Elena Donazzan, Guantanamo, e l'illegalità della violenza verbale
Venerdi 15 Gennaio 2016 alle 10:45 | 0 commenti
L'assessore regionale Elena Donazzan non si risparmia di alimentare la polemica sulla questione terrorismo, naturalmente tirando in ballo l'Islam e una non ben precisata incompatibilità tra civiltà . Lo fa riferendosi al caso dell'espulsione di Redjep Ljimani a Treviso. Insomma, per una volta che la legge viene applicata, che l'antiterrorismo funziona, che i loro tanto criticati terroristi vengono buttati fuori dal paese, c'è comunque da lamentarsi.
Se "lamentarsi" è una parola possibile in questo caso. La Donazzan invoca "una Guantanamo italiana", dove rinchiudere "i cittadini che l'intelligence e le forze dell'ordine ritengono pericolosi in quanto jihadisti, o presunti tali, senza passare per la normale giurisdizione". Insomma, stando alle parole dell'assessore (che si spera che rilasci dichiarazioni di questo stampo a titolo puramente personale, lei che sarebbe anche assessore all'Istruzione...) chiede un carcere esclusivo (per jihadisti), preventivo ("presunti tali") e illegale ("senza passare per la normale giurisdizione"). Donazzan chiede di agire con il guanto di ferro, a difesa "della democrazia e dello Stato di diritto", ma lo fa chiedendo di istituire un luogo di prigionia che si regge su un vuoto normativo, dove le persone sarebbero rinchiuse senza nemmeno essere in attesa di un processo, violate nella loro libertà in modo arbitrario e tutt'altro che democratico, dove il diritto è relegato dietro alla violenza di una legge militare e di una logica del sospetto che sa tanto di caccia alle streghe.

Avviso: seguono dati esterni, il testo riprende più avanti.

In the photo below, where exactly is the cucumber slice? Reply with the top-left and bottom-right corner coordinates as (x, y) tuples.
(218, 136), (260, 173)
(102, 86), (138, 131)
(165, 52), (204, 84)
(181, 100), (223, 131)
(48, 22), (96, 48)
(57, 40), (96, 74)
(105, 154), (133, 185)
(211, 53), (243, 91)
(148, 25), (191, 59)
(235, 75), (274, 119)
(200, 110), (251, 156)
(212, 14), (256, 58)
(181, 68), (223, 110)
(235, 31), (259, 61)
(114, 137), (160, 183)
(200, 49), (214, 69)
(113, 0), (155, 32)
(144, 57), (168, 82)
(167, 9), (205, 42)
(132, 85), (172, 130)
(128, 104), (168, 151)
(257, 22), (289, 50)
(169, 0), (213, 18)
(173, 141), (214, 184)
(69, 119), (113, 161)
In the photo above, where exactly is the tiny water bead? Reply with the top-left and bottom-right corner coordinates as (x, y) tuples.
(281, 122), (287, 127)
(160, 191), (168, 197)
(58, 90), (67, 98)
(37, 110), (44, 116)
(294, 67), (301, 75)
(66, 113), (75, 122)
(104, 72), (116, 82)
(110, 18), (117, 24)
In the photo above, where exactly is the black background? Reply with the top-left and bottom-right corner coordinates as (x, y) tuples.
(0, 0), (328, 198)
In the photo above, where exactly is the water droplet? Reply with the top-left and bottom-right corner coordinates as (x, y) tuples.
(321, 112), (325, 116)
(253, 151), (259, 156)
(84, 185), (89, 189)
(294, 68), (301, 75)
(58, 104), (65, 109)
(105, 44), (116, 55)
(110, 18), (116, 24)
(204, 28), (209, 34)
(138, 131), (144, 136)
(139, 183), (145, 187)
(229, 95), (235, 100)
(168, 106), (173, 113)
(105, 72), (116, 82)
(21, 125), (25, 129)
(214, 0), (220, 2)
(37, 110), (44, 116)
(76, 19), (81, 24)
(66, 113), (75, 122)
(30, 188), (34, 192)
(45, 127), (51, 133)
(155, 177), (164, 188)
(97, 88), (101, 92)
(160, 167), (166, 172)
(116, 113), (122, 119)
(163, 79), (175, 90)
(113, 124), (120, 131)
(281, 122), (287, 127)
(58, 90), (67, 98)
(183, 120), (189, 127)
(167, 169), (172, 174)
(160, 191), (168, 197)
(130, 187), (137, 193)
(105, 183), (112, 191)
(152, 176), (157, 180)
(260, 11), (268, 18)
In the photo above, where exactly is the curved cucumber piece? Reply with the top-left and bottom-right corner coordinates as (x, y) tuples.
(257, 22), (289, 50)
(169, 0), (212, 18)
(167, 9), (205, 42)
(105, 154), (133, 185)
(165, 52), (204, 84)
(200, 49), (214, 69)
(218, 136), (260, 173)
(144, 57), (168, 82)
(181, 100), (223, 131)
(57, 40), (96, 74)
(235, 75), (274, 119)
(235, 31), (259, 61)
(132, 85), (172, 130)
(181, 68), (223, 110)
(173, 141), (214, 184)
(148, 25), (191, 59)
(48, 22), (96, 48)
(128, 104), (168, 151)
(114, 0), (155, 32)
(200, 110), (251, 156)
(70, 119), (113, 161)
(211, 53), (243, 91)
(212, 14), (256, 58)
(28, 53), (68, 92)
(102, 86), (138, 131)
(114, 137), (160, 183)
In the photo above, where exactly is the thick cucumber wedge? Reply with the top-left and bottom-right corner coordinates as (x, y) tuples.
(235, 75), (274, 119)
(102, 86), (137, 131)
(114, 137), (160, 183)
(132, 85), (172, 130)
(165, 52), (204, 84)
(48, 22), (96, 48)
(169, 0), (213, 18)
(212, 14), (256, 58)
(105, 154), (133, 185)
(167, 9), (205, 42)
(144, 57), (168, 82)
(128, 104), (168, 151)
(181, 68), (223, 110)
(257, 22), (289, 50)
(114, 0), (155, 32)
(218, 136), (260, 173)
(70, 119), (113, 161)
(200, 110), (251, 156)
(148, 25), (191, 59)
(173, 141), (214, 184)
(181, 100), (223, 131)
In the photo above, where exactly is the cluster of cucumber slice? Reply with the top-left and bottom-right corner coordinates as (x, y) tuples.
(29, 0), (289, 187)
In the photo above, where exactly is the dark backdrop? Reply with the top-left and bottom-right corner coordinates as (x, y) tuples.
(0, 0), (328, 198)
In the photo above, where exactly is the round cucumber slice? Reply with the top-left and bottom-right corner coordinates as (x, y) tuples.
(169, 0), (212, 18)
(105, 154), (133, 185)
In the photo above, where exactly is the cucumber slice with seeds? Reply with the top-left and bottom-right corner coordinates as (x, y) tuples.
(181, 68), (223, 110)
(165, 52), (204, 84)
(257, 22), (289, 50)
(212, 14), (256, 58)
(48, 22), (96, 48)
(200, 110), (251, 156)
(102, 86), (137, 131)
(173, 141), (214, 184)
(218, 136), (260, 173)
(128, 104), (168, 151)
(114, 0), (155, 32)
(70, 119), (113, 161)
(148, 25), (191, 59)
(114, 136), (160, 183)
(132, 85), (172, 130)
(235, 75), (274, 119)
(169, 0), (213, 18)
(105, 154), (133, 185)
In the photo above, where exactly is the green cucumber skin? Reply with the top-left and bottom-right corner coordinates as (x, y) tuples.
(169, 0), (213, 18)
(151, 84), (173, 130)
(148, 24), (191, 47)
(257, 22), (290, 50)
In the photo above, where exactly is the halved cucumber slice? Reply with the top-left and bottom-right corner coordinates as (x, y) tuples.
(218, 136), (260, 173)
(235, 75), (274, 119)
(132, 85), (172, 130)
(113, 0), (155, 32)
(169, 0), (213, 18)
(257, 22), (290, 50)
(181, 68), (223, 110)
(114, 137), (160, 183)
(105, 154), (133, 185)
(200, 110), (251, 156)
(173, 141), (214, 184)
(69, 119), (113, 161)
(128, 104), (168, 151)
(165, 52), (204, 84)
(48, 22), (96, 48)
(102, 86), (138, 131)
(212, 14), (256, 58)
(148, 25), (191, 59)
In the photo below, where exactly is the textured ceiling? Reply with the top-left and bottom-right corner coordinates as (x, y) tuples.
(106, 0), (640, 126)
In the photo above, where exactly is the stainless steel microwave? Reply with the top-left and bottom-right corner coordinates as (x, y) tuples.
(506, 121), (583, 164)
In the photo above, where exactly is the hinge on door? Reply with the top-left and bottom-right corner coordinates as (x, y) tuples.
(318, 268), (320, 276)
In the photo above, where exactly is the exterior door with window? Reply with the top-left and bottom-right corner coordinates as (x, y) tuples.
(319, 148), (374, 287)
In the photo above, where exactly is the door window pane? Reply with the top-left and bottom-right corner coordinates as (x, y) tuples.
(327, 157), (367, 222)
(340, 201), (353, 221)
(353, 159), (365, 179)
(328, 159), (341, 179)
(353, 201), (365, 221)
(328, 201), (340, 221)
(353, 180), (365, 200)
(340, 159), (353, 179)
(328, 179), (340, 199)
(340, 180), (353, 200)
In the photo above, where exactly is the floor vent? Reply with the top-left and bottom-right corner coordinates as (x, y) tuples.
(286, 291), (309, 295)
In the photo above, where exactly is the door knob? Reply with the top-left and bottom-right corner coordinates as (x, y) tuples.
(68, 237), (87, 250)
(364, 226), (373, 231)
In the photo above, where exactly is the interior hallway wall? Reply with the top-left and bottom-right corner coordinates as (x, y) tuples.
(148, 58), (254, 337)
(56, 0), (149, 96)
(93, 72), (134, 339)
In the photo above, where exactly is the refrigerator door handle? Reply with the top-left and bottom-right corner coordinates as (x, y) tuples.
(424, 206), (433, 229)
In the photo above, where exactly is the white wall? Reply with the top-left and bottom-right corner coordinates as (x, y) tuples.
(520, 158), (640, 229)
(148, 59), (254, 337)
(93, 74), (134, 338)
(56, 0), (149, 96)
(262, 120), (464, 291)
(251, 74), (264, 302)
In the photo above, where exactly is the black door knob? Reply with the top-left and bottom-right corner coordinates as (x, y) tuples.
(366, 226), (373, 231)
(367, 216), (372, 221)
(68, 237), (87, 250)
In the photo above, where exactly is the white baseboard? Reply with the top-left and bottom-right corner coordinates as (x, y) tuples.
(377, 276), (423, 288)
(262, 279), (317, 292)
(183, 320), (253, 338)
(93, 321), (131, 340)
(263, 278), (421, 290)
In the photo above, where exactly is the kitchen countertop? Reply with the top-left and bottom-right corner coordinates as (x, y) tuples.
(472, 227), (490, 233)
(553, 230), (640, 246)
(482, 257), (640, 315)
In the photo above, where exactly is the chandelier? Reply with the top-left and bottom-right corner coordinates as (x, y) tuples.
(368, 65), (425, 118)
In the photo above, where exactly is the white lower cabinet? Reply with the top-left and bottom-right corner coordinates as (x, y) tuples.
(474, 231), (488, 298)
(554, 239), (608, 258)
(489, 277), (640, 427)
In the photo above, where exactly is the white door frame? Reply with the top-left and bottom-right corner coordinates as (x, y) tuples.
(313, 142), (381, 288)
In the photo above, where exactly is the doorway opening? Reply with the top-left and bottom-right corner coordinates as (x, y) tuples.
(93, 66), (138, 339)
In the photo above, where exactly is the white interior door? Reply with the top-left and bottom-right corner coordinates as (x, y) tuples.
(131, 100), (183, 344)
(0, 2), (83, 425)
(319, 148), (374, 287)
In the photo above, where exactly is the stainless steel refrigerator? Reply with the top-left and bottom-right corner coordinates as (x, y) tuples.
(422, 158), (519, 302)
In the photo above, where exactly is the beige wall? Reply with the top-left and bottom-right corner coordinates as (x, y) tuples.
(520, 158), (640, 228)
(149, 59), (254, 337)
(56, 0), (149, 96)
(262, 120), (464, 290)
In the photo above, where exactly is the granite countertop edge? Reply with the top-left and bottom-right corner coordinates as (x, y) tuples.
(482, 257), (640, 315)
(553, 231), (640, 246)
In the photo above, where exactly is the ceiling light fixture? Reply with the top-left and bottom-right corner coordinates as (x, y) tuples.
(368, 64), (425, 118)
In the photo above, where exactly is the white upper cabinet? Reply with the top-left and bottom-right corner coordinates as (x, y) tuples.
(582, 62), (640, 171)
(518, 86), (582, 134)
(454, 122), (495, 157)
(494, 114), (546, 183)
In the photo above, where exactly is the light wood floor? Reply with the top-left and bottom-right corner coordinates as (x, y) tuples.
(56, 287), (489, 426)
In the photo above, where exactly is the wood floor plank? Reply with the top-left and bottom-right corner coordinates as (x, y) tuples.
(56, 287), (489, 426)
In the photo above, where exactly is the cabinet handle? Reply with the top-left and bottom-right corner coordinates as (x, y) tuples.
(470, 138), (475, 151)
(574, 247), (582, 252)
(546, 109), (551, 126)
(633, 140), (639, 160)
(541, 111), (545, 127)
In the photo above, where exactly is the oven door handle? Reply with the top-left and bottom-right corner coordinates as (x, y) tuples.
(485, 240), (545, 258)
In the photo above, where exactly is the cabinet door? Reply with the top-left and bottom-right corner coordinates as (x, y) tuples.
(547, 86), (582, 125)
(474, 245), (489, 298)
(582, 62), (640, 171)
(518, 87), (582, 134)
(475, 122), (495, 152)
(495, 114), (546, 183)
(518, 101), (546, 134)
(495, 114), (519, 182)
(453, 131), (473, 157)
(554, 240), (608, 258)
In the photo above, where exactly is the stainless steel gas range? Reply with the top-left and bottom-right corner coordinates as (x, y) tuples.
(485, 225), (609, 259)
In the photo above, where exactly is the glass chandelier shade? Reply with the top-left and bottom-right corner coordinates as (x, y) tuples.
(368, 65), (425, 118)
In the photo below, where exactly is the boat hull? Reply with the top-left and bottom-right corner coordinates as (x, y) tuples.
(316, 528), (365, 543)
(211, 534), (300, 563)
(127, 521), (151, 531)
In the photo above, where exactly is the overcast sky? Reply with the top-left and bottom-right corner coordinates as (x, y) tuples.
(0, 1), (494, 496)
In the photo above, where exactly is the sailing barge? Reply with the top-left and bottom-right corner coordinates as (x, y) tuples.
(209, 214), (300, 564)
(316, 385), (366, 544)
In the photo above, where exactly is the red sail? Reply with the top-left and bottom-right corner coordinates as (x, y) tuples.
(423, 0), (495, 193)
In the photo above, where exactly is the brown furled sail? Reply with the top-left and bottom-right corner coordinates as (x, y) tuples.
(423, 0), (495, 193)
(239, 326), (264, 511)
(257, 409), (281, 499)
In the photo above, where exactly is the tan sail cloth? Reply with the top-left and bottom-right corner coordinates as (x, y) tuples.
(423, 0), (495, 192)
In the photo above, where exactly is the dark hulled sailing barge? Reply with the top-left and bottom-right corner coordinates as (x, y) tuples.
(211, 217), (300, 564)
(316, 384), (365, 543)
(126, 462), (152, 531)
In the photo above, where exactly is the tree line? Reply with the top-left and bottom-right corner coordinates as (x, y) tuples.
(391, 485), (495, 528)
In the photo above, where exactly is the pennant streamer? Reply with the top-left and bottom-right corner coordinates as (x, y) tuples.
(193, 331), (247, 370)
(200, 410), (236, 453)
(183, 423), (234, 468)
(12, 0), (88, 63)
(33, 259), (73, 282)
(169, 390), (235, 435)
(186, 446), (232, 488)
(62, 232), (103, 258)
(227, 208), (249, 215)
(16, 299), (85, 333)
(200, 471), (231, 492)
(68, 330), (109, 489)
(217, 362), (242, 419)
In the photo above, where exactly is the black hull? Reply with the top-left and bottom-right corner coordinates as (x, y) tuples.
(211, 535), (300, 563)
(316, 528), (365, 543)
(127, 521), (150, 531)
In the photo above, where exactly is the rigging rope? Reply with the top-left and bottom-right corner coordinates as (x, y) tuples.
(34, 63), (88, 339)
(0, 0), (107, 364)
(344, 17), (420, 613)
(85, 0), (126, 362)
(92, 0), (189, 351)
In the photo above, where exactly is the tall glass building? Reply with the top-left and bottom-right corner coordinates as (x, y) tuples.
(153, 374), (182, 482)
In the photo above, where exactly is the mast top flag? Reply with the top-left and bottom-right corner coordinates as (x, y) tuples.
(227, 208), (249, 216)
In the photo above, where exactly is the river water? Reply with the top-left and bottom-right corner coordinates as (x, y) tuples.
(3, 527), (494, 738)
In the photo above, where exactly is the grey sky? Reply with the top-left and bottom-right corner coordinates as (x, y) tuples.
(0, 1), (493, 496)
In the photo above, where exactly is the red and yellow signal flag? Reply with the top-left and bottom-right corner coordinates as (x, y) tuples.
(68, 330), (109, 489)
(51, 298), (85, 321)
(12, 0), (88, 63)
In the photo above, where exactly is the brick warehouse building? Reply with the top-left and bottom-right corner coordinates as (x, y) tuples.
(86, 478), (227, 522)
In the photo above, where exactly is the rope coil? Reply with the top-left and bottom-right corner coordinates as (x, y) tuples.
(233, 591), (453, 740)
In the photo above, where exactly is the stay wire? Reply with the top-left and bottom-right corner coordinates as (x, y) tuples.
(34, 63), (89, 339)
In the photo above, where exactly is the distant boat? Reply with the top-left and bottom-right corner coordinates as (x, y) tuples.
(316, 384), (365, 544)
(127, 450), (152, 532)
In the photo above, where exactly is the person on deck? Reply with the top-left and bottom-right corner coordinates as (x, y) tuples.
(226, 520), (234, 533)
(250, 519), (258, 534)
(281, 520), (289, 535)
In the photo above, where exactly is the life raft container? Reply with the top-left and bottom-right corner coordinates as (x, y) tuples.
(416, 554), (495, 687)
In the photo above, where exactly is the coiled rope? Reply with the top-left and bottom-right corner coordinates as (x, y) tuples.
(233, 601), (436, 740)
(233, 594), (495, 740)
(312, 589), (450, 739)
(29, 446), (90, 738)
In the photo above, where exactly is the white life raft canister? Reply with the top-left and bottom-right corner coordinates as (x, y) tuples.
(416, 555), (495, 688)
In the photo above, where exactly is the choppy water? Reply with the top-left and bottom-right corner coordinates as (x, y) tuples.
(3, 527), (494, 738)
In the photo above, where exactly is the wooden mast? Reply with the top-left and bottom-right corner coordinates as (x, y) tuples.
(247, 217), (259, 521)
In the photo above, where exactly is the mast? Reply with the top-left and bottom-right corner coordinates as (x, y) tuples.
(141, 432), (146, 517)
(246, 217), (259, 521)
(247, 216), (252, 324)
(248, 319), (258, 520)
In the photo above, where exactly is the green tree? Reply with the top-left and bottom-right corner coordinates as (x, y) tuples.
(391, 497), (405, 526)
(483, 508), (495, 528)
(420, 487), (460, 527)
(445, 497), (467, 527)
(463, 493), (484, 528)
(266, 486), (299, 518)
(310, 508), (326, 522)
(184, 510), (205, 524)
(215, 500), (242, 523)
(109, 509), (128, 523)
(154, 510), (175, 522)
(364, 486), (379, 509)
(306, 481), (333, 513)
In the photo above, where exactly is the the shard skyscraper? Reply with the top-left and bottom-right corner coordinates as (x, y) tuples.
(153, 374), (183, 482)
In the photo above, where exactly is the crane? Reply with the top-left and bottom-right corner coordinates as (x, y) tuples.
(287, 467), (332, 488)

Donazzan evoca lo scontro di civiltà , sostenendo che è l'Islam a cercare per primo lo scontro, ma non si risparmia la violenza verbale, auspica la violenza fisica di una detenzione forzata, applica costantemente una prepotente violenza simbolica in ogni atto del suo operato politico.
Non c'è spazio, nel mondo immaginario di Elena Donazzan, per chi non la pensa come lei, non c'è Giustizia democratica se non quella perseguita da chi la pensa come lei, non c'è rettitudine se non quella del mondo Occidentale.
Il caso Redjep è un esempio di come il terrorismo sia anche verbale. L'atto di Redjep è criminale, non c'è dubbio. Inneggiare all'uccisione di persone, con la sola ragione che si professano religioni diverse, è un'atto orrorifico, una violenza verbale che va punita, e sarà punita con l'espulsione. Una forma analoga di violenza verbale, che inneggia alla detenzione per sospetto, cosa porterà a Elena Donazzan? Inorridisce dirlo, ma forse le frutterà persino una manciata di voti.